A line with an undefined slope passes through the points (-2,1) and (p, q).

Which of the following points could be (p, q)?

A. (1,0)
B. (0,1)
C. (0,-2)
D. (-2,0)

Help Me, I do not know how to figure this out?????

A person tried helping me with this, but I didn't understand what they meant, please help

SO the x coordinate is same as as (-2)?

A vertical line has undefined slope because all points on the line have the same x-coordinate.

So it would be (-2, 0)

To determine which of the given points could be (p, q) for a line with an undefined slope passing through (-2, 1), we need to consider the definition of an undefined slope.
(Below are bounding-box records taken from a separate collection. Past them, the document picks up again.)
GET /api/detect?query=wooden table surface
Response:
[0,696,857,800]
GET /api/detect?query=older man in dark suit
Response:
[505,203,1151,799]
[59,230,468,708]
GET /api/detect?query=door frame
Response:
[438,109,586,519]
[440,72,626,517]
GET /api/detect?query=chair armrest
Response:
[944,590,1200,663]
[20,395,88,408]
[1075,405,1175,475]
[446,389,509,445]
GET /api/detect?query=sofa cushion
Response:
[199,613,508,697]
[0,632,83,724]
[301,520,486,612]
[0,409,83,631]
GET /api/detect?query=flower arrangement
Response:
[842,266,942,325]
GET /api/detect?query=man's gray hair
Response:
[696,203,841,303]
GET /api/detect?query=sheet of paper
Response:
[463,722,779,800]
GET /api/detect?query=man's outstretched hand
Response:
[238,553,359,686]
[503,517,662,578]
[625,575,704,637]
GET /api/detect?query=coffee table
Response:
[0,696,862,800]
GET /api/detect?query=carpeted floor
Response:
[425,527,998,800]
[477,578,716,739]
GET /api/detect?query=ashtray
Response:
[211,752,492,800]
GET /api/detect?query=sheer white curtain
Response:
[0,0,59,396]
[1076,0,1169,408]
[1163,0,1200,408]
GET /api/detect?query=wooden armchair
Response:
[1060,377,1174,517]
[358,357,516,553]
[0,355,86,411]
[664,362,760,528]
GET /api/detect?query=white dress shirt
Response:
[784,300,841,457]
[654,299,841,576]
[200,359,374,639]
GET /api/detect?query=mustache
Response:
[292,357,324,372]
An undefined slope occurs when the line is vertical, meaning it goes straight up and down. This implies that the line's run is zero, and the rise can be any value. In other words, the x-coordinate doesn't change, while the y-coordinate can be any real number.

Let's check each of the given points:

A. (1, 0): This point has a different x-coordinate than (-2, 1), so it cannot be on the same vertical line.
B. (0, 1): This point also has a different x-coordinate than (-2, 1), so it cannot be on the same vertical line.
C. (0, -2): This point has a different x-coordinate than (-2, 1), so it cannot be on the same vertical line.
D. (-2, 0): This point has the same x-coordinate as (-2, 1), so it could be on the same vertical line.

Therefore, the point (p, q) that could be on the same vertical line is D. (-2, 0).

To determine if a point could be (p, q) on a line with an undefined slope passing through the points (-2, 1) and (p, q), we need to consider the characteristics of a line with an undefined slope.

A line with an undefined slope is a vertical line, where the x-coordinate is constant for all the points on the line. In other words, the x-coordinate remains the same while the y-coordinate can vary. Therefore, to determine if a point (p, q) is on the line, we need to check if the x-coordinate of the point is the same as the given x-coordinate of (-2) for both points.

Let's go through each option to see if it satisfies this condition:

A. (1, 0): The x-coordinate is different from -2, so this point cannot be on the line.

B. (0, 1): The x-coordinate is different from -2, so this point cannot be on the line.

C. (0, -2): The x-coordinate is different from -2, so this point cannot be on the line.

D. (-2, 0): The x-coordinate is the same as -2, so this point could be on the line.

Therefore, the point (-2, 0) is the only valid option (p, q) for a line with an undefined slope passing through the points (-2, 1) and (p, q).